Vorbereitungszeit15 Minuten
Zubereitungszeit15 Minuten
Gesamtzeit30 Minuten
Gericht: dinner, lunch, Snack
Küche: Indian
Keyword: healthy, savory, vegan, vegetable
Servings: 4 Port.

Zutaten

  • 20 g vegetable oil
  • 70 g red onion
  • 10 g ginger
  • 2 cloves garlic
  • 1/2 tsp coriander
  • 1/2 tsp cumin
  • 1 tbsp vegetable paste or vegetable stock cube
  • 2 tsp curry
  • 2 tsp tumeric
  • 150 g carrots
  • 250 g pumpkin
  • 100 g zucchini
  • 2 cans coconut milk
  • 1 tbsp lemon juice
  • 350 g chickpeas cooked ( can )

Anleitungen

  • First, wash the vegetables and cut into bite-sized pieces.

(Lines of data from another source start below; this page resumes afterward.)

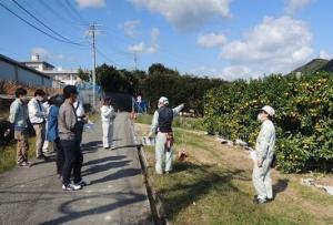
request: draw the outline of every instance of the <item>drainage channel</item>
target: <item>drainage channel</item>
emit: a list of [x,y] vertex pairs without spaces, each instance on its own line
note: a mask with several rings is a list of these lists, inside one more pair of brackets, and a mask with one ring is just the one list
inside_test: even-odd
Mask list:
[[144,184],[145,184],[147,194],[148,194],[148,198],[150,202],[150,208],[151,208],[154,224],[155,225],[170,225],[170,223],[167,219],[167,214],[163,208],[162,201],[157,195],[157,192],[154,191],[154,188],[151,185],[151,181],[150,181],[149,174],[148,174],[148,163],[147,163],[147,158],[145,158],[145,154],[144,154],[144,149],[143,149],[141,142],[138,141],[138,139],[137,139],[133,123],[131,123],[131,131],[132,131],[134,144],[137,145],[138,156],[139,156],[139,161],[141,164],[142,174],[144,177]]

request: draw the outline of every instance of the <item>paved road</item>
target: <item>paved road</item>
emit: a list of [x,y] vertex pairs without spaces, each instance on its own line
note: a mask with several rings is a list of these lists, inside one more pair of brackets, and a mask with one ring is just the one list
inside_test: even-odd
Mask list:
[[151,224],[150,205],[128,114],[118,114],[105,151],[101,124],[83,135],[82,175],[91,185],[61,191],[54,162],[0,175],[0,224]]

Finely chop the onion, garlic and ginger.
  • In a saucepan, sauté chopped onion, garlic and ginger in oil.
  • Season with the spices, and now sauté the remaining vegetables until hot.
  • First fry the carrot and pumpkin, as the cooking time is higher, and then the zucchini.
  • Now add coconut milk and simmer for at least 10 minutes.
  • Finally add the washed chickpeas, season everything well and let it infuse.
  • If you like your curry thicker you can now take 50ml of the sauce, stir in 1 tablespoon of starch, add the mixture back to the remaining curry and bring to the boil again briefly.
  • Serve with the crispy tofu and rice.